Aber in ein paar jahren sicher interessant vom preis her.
@Numitron Zitat:
„Von pearl und gewa gibt es module mit sehr großem flashspeicher.“
Ich möchte hierzu noch einmal darauf hinweisen, dass die bisweilen riesigen (Drum) Sample-Libraries mit Größenordnungen von weit über 200 GB Platzbedarf nicht alleine dazu in der Lage sein werden ein gutes Spielgefühl bei dem jeweiligen (E-) Drummer hervorrufen zu können. Einer der wesentlichen Faktoren hierzu sollte die intelligente Umsetzung der massenhaften Samples in Echtzeit beim performen an dem (E)-Drumset darstellen.
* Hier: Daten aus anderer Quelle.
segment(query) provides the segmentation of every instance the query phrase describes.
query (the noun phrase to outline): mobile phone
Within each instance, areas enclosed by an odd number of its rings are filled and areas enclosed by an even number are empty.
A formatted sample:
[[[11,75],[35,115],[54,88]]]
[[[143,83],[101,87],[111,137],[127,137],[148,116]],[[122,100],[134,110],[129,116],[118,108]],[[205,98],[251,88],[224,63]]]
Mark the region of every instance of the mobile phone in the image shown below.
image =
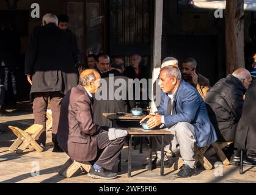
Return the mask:
[[[117,112],[117,115],[125,115],[125,112]]]

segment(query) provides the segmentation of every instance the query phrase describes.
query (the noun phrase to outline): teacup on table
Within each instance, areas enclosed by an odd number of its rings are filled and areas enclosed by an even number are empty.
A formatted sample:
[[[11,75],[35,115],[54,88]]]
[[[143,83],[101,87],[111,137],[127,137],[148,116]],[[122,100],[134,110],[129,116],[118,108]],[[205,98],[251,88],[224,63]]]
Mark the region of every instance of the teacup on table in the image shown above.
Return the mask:
[[[142,115],[142,108],[133,108],[131,112],[133,116]]]

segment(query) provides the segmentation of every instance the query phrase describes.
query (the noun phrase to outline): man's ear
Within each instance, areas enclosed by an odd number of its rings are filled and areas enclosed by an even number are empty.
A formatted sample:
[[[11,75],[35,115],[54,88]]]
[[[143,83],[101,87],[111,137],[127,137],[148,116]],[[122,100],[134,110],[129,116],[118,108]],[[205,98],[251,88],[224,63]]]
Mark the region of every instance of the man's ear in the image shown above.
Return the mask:
[[[176,77],[172,77],[172,85],[175,85],[177,83],[177,79]]]

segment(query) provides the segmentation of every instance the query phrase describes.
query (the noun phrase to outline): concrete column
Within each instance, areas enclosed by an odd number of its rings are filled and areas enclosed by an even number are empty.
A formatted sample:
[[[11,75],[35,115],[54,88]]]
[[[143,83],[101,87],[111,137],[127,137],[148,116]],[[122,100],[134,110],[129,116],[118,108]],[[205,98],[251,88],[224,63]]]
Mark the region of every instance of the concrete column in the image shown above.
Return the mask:
[[[163,0],[155,1],[155,22],[154,22],[154,38],[153,38],[153,71],[152,71],[152,85],[151,93],[151,112],[155,112],[157,111],[156,107],[158,105],[158,101],[159,98],[157,98],[156,101],[154,101],[153,93],[156,91],[155,86],[157,85],[155,83],[156,79],[158,77],[159,73],[161,70],[161,47],[162,47],[162,32],[163,32]],[[155,88],[154,88],[155,85]],[[156,91],[156,94],[158,94]],[[158,94],[158,95],[160,95]]]

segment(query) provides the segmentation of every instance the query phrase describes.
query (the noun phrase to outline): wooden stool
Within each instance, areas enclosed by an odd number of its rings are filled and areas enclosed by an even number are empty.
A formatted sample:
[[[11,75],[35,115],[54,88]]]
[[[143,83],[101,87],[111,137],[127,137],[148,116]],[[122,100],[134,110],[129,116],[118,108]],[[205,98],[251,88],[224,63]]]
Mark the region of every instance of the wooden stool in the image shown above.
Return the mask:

Die mitunter komplexen Vorgaben eines Schlagzeugers mit den dazugehörigen Spieltechniken, können bis dahin nur mit Hilfe der entsprechenden Applikationen wie etwa Toontrack Superior Drummer 3 und Konsorten einigermaßen korrekt in die digitale Welt umgesetzt werden.
Solange die herkömmlichen (Synthesizer) Technologien in den jetzigen Soundmodulen noch nicht dazu in der Lage sind, die modernen PC/Mac VST-Programme innerhalb der Geräte in Realtime auszuführen, ist das alles noch für die Katze! Das ist quasi immer noch Schnee von Gestern zu Verkaufspreisen von Heute.
Die Alternative war für mich der Nord Drum 3P von Clavia. Als Synthesizer braucht er keine Sample-Libraries, hat eine vergleichsweise geringe Latenz und passt in den Rucksack.
Mein Erster Kontakt mit E-Drums war als Kind der 80er natürlich das SIMMONS! Das SDS-8 würde ich jetzt mal als unterste Katastrophe an Spielbarkeit bezeichnen. ALLES was danach kam war definitiv besser. Massive Handgelenksprobleme waren bei intensivem Spiel nicht selten.
Pearl und Sonor waren pioniere bei Pads mit echten Remo-Fellen. Und dann gabs da noch dieses einhorngleiche, nie erreichbare, weil teure Clavia ddrum.
Die letzte evolutionsstufe, das ddrum4 durfte ich auf der Messe damals anspielen. Der gigantische Unterschied war im gegensatz zu JEDEM anderen System definitiv die interne Dynamikauflösung (1000 statt 128 Stufen bei MIDI) in Verbindung mit aufwendig programmierten Samples, die sogar ein „echtes“ Snaredrumfeeling aufkommen ließen. Und selbst die Becken und HiHats klangen hervorragend – inklusive Rockfeeling ;-). Nach clavias Verkauf der ddrum-Sparte kam nie wieder etwas derartig innovatives und professionelles nach.
Als Roland mit den Meshs kam war mein Eindruck etwas zwiegespalten. Durch optische Abtastung über die gesamte Fläche und die virtuelle Klangerzeugung konnte man realistisch dynamische Klänge reproduzieren. Mir war das Spielgefühl aber immer etwas zu labbrig. Und günstig war das erste V-Drum auch nicht wirklich.